报 告 人：王琳 教授
Lin Wang (S’99-M’03-SM’09) received the Ph.D. degree in electronics engineering from the University of Electronic Science and Technology of China in 2001. He had earned his MS in Applied Mathematics in Kunming University of Technology in 1989 and BS in Mathematics in Chongqing Normal University in 1984. From 1984 to 1986, he was a Teaching Assistant with the Mathematics Department, Chongqing Normal University. From 1989 to 2002, he was a Teaching Assistant, a Lecturer, and then an Associate Professor in applied mathematics and communication engineering with the Chongqing University of Post and Telecommunication, China. From 1995 to 1996, he spent one year with the Mathematics Department, University of New England, Australia. In 2003, he spent three months as a Visiting Researcher with the Center for Chaos and Complexity, Department of Electronic Engineering, City University of Hong Kong. In 2013, he was a Senior Visiting Researcher with the Department of ECE, UC Davis. From 2003 to present, he was a Full Professor with the School of Informatics, Xiamen University, China. He had been a Distinguished Professor with Xiamen University since 2012 to 2017. He has authored over180 journal and conference papers (over 50 IEEE journal papers). He holds 21 patents in physical layer in digital communications. His current research interests include source coding/channel coding, joint source and channel coding /decoding, chaos modulation, and their applications to wired/wireless communication and underwater acoustic communications. He has hold several IEEE Conferences as General co-chairs and TPC co-chairs and also been editors several SCI Journals. He is senior member of IEEE since 2009 and member of executive council of Chinese Institute of Electronics since 2019.

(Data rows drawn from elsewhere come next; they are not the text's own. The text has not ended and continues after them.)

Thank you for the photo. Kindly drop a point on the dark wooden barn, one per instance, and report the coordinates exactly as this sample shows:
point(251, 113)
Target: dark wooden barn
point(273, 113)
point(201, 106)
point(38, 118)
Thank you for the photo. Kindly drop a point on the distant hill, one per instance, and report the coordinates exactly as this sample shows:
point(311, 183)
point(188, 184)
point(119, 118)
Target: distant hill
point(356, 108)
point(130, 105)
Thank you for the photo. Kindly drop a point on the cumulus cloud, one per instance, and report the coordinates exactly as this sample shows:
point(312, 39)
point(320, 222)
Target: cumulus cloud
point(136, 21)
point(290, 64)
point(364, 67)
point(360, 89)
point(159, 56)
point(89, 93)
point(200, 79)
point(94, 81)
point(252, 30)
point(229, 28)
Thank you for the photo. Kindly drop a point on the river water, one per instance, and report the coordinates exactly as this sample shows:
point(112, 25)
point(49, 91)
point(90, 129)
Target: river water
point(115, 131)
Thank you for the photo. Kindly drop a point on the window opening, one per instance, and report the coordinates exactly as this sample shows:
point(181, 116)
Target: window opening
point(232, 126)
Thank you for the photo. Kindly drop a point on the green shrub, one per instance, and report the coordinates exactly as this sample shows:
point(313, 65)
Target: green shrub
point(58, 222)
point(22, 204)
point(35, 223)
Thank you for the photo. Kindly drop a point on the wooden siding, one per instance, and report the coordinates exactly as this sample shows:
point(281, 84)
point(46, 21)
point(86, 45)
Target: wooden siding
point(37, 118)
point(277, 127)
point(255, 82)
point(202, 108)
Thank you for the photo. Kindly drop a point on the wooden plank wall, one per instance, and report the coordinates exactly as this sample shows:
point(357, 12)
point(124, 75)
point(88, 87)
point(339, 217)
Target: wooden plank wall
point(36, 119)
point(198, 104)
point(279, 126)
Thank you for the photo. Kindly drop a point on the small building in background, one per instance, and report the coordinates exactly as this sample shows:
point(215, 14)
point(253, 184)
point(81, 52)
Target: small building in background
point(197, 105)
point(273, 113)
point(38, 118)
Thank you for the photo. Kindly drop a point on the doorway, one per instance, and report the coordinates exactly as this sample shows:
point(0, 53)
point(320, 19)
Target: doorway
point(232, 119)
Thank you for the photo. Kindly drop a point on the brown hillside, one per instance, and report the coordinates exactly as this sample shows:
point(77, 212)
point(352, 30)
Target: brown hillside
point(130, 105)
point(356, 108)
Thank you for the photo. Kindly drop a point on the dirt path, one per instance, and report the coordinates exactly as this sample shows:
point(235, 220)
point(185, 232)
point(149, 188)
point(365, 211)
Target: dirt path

For 6G & B6G, esp. Internet of Things (loT) there is heavy need about low power, low cost, and low delay for the connectivity chips. So the single chip design methodologies integrating different function chips together will become popular in future. As one of these cases, joint source-channel coding (JSCC) has been confirmed to achieve significant coding gain over the separate coding in finite block-length transmission. Although JSCC based on double protograph low-density parity-check (DP-LDPC)codes has been shown to be a good solution for JSCC, it still needs to be optimized to achieve a better bit error rate (BER) performance by means of coding and decoding. In this talk, I will present our global perspective in system design and share the new design principles and methods for the purpose of low decoding threshold and low error-floor.